As the title of this week’s post suggests, the changes this week are less for ts-tennis and more for ts-game-engine and giving it an ability to use sprites and sprite sheets. This was technically already semi-possible because the rendering code can display images just fine, but I wanted to be able to do some animating, and the idea of having a bunch of images and flipping between them manually made me break out in a cold sweat based purely on how crufty that seems.
This snowballed a tad bit, as touching engine code tends to do (I seem to be a natural born engineer), but various features tend to cross each others path with sprite sheets at the nexus. Well, in my brain they do. Your mileage may vary. Thus, besides sprite sheets, animations, origins and rotations are also in. All because what I really wanted to do was implement collision detection. What?
The first thing I did was add in a new set of blitting methods to the Renderer interface that allow you to blit a part of an image instead of the whole thing, which is core to the entire dynamic of a sprite sheet. This went pretty quickly although I did have a bit of a brief hangup when I didn’t pay enough attention to the documentation and assumed the parameters came in a different order. In any case, there is now a complement to all of the blitting functions, so you can blit a part centered, rotated, or both.
With that in place, the idea of a SpriteSheet class loading up an image and then treating it as multiple sub images is quite easy. Since preloading images always shares the same image tag, the class preloads the image itself so that it can set up a handler to know when the image is loaded; the dimensions of the image are a needed part of the process. The sheet can be split by indicating the size of each sprite or by specifying how many sprites across and down there are and letting the size be calculated.

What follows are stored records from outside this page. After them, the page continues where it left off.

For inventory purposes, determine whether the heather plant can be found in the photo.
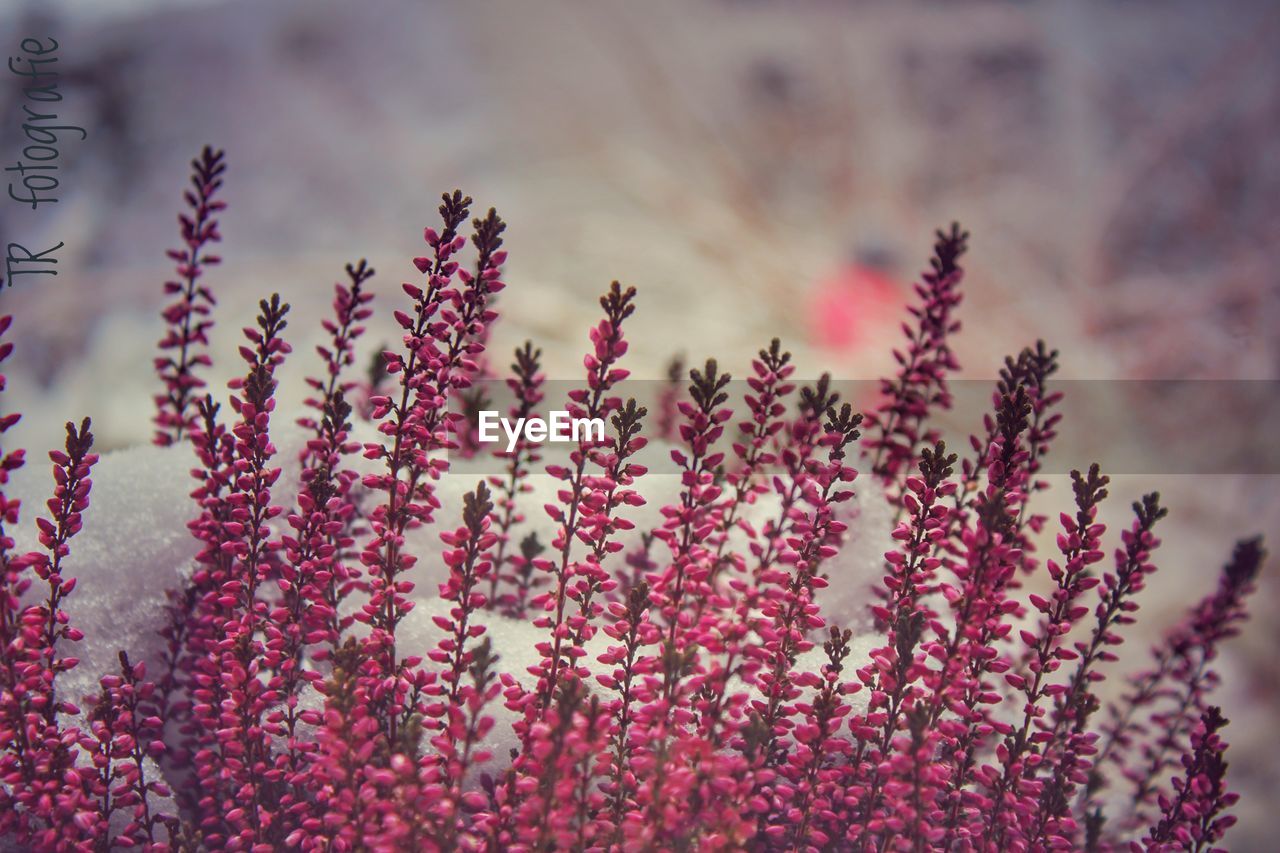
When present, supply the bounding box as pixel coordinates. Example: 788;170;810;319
0;149;1265;850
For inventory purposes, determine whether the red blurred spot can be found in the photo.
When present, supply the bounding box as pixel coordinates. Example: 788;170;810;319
809;263;902;351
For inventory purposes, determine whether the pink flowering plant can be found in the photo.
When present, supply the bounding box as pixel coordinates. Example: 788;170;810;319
0;149;1265;850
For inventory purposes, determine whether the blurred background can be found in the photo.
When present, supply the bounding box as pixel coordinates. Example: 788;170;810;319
0;0;1280;849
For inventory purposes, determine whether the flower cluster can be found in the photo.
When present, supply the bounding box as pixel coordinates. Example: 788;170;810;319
0;150;1263;850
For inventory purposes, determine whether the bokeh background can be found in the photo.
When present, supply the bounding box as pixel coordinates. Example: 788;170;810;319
0;0;1280;849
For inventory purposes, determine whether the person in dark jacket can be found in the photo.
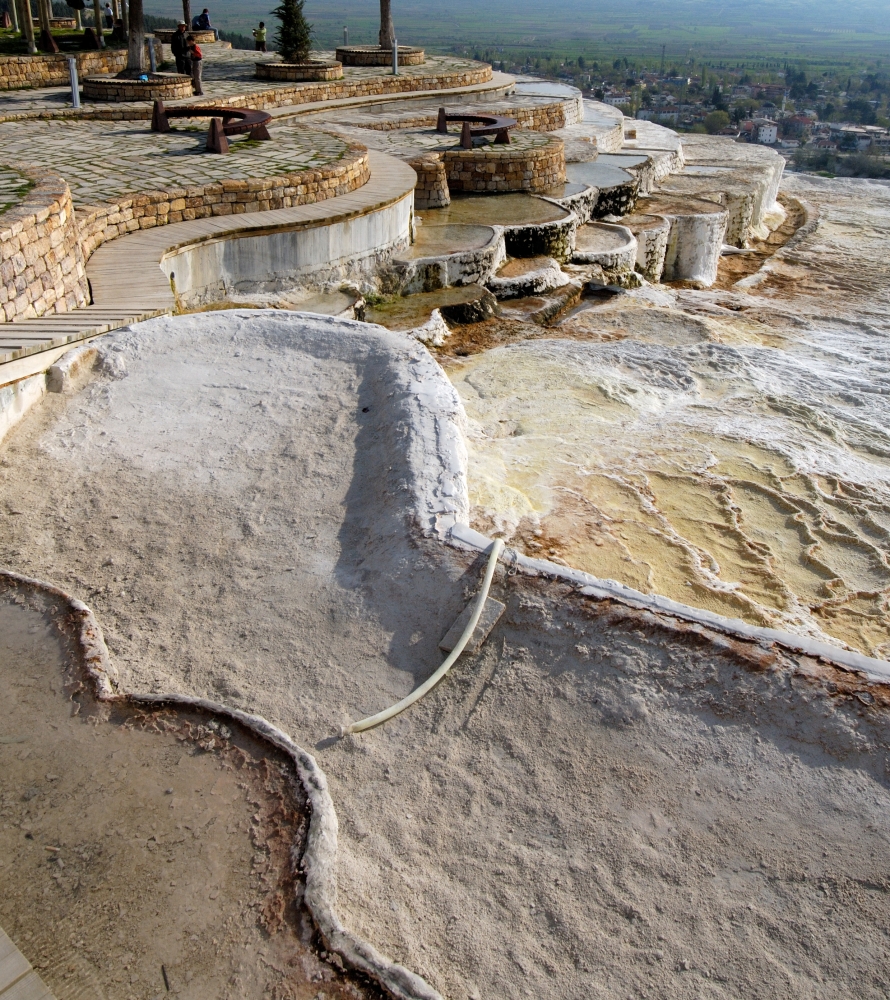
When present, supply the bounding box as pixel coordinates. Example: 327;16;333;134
170;21;192;76
192;7;219;41
188;35;204;97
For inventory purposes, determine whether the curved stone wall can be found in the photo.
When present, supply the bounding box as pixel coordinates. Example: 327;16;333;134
356;98;584;132
256;62;343;81
79;143;371;258
0;64;491;122
408;153;451;209
0;167;89;322
0;40;163;90
81;73;192;103
337;45;426;66
442;137;566;194
161;191;413;308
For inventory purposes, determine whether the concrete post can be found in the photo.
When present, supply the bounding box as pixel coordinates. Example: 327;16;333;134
68;56;80;108
93;0;105;49
19;0;37;56
37;0;52;31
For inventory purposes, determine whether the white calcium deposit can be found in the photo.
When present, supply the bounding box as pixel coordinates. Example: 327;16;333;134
451;176;890;656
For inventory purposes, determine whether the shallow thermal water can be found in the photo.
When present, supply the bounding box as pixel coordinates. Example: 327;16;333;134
450;177;890;656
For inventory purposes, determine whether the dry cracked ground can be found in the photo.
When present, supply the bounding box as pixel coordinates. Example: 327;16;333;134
0;312;890;1000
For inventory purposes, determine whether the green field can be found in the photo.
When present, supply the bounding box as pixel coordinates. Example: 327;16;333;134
146;0;890;63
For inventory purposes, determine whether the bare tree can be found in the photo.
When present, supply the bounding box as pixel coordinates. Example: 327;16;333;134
378;0;396;49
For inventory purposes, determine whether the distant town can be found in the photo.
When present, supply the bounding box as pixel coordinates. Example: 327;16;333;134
472;53;890;177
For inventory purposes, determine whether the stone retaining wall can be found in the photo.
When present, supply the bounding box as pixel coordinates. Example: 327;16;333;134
443;138;566;193
256;62;343;81
0;167;89;322
78;144;371;258
408;153;451;209
356;98;583;132
336;45;426;66
0;40;163;90
0;63;491;122
82;73;192;102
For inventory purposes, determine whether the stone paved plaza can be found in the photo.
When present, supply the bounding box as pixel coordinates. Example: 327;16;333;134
320;122;551;159
0;119;348;205
0;45;479;116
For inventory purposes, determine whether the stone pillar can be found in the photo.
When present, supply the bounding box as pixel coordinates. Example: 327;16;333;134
19;0;37;56
93;0;105;49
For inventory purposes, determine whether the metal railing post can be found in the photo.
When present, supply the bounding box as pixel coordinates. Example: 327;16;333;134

Internally the class assumes that all sprites in a sprite sheet are the same size and are displayed as a grid, but I tried to give enough forethought to the method design that a simple subclass could implement something like a texture atlas with no problems. One last design issue is that there is no way to determine at game setup time the dimensions of sprites in the sprite sheet because until the preload happens, the sheet doesn’t (always) know. This would require a callback similar to what is used to indicate that an image preload is done, but I left that for implementation when I actually need it.
With this in place, I added some new properties to the Actor class; sheet and sprite. The first is a reference to a sprite sheet and the second is a number that indicates what frame to display. The default render() method uses this information (if it exists) to display the sprite. This should obviate the need for most uses of Actor to do its own blitting.
As I can’t leave well enough alone, I also implemented other properties, origin and angle. The origin property is an offset from the top left of the bounding rectangle that is used to indicate where the Actor position should be located, which allows for treating the position as the center of a ball or the feet of a bipedal character and so on. The other property, angle just specifies a rotation angle to apply. These were easy enough to apply and were the only things I could think of (besides animation) that would require custom rendering.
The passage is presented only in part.